52 ans de représentation d’œuvre d’entraide
Pendant 52 ans, la CROE a œuvré à fournir des observateurs neutres lors des auditions d’asile. Ce rôle disparait avec la nouvelle loi d’asile au profit de juristes commis d’office dans les centres de requérants. Zoom sur l’histoire de ce mandat discret qui a garanti des procédures équitables à des centaines de milliers de réfugiés. Texte: Joelle Herren (agir 04/2020)
« C’est une boucle qui se clôt pour la CROE après plus de 50 ans d’activité.

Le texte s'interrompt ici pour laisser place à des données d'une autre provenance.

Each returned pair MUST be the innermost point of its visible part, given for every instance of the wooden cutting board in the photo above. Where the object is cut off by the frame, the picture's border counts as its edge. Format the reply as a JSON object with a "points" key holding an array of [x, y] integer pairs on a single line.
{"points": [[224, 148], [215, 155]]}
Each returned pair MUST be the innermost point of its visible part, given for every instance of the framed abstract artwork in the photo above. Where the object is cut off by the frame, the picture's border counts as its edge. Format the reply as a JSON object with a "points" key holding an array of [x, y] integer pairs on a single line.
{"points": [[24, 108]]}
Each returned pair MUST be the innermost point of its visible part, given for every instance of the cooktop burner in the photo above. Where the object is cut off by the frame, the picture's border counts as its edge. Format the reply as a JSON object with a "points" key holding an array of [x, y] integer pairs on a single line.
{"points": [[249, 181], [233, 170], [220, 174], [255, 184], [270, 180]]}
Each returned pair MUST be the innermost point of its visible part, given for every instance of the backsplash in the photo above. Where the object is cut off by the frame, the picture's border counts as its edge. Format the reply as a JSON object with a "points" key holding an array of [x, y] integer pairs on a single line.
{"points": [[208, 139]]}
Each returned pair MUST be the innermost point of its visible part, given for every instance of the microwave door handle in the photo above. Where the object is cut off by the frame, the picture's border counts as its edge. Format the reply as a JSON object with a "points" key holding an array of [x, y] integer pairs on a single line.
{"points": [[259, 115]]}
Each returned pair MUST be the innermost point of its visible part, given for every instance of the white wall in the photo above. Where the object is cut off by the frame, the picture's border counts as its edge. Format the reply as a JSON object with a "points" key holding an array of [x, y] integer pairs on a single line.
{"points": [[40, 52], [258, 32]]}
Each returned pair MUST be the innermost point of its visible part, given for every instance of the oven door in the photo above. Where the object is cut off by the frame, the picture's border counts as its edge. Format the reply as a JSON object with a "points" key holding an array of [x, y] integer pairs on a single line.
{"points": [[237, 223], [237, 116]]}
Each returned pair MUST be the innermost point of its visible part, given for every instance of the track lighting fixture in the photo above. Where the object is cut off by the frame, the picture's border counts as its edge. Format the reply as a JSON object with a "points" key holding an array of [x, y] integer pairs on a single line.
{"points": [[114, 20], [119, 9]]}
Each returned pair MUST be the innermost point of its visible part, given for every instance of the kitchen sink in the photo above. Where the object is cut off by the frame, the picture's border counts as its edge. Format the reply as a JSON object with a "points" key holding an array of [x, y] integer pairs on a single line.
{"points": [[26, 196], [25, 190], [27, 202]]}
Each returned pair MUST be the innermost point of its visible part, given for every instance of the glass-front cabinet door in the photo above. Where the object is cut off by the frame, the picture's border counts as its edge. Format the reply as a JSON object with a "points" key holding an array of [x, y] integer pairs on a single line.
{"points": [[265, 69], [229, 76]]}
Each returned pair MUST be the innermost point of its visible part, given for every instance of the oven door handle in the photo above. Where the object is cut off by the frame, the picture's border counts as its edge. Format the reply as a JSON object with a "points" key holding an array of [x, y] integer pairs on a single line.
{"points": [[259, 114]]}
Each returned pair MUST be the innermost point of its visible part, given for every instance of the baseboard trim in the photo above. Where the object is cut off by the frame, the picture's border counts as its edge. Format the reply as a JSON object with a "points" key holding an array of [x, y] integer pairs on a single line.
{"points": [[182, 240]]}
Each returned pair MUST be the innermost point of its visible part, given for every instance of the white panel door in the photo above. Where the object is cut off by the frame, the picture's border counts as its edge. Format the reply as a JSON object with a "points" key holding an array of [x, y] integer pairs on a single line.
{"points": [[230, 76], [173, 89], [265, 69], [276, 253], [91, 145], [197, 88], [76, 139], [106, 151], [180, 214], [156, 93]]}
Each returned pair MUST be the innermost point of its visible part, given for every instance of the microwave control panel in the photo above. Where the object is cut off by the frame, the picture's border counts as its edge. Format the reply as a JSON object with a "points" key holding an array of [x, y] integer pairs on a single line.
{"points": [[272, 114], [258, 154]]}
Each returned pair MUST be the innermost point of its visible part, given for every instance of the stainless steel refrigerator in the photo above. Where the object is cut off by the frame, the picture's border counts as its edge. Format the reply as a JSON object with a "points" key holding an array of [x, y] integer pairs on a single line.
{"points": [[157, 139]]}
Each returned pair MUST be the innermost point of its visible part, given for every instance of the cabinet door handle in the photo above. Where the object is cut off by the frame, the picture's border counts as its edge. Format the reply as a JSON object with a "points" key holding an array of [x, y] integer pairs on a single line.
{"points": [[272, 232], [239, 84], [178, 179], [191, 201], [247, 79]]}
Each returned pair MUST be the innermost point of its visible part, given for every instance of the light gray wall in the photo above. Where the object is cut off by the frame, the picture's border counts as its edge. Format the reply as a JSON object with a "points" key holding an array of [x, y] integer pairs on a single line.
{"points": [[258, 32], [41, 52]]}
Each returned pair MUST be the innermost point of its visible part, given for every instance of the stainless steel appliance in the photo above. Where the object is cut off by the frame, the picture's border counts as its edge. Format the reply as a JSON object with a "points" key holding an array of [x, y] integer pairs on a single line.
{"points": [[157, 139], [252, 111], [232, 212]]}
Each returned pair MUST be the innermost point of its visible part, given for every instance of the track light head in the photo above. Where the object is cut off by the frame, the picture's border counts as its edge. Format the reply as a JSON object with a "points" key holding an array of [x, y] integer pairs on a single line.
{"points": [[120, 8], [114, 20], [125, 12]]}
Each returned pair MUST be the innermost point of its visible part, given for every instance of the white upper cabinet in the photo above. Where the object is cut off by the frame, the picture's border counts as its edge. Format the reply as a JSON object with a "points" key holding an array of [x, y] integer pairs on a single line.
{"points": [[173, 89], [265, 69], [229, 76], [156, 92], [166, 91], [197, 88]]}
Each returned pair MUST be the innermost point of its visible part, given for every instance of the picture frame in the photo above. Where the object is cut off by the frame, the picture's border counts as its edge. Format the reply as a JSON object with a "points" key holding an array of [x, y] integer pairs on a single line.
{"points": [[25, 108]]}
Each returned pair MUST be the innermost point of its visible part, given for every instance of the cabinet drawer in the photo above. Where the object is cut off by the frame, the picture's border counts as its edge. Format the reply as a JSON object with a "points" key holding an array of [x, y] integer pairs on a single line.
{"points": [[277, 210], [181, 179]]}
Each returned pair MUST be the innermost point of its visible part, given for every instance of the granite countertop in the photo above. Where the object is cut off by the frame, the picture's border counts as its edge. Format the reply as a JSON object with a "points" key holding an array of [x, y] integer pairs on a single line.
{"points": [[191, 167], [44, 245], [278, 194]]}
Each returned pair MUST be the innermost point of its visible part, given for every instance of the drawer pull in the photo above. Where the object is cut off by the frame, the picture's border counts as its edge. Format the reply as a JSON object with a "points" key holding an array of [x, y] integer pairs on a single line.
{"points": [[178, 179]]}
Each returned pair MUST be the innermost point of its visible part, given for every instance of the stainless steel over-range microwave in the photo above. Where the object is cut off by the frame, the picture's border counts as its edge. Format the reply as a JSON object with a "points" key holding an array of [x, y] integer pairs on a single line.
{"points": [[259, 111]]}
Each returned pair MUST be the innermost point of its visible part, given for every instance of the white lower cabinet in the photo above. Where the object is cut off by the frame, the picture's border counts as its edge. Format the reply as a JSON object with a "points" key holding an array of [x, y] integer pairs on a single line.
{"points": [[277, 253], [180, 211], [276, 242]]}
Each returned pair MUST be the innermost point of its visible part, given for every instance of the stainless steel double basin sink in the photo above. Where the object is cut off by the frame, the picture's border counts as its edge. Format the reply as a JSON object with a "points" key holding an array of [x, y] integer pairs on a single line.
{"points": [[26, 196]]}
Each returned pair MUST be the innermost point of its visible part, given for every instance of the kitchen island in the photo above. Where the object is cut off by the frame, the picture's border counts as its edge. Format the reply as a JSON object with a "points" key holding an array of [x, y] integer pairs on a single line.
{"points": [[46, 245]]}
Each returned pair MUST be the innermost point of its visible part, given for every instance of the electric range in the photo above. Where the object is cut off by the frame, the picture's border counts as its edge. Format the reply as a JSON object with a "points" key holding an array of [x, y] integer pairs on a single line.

La Coordination des représentants des œuvres d’entraide de l’EPER a commencé son mandat d’observation neutre des auditions de personnes requérantes d’asile avec l’arrivée de boat peoples vietnamiens en 68. Elle s’achève avec celles des personnes réfugiées syriennes fuyant la guerre, elles aussi par la mer », témoigne Olivier Cosandey, en charge du programme pendant 17 ans. Entre temps, il y a eu plusieurs « vagues » de migration de différentes importances et provenances : Balkans, Irak, Afghanistan, Afrique, Erythrée, Sri Lanka, sans oublier les Printemps arabes. Grace à la CROE, des centaines de milliers de personnes requérant l’asile en Suisse ont eu droit à une ou un observateur neutre qui les a rassurés et a garanti que leur procédure se passait bien.
Seule constante, les demandes d’asile ne constituent jamais un choix, c’est un choix par défaut, un choix imposé.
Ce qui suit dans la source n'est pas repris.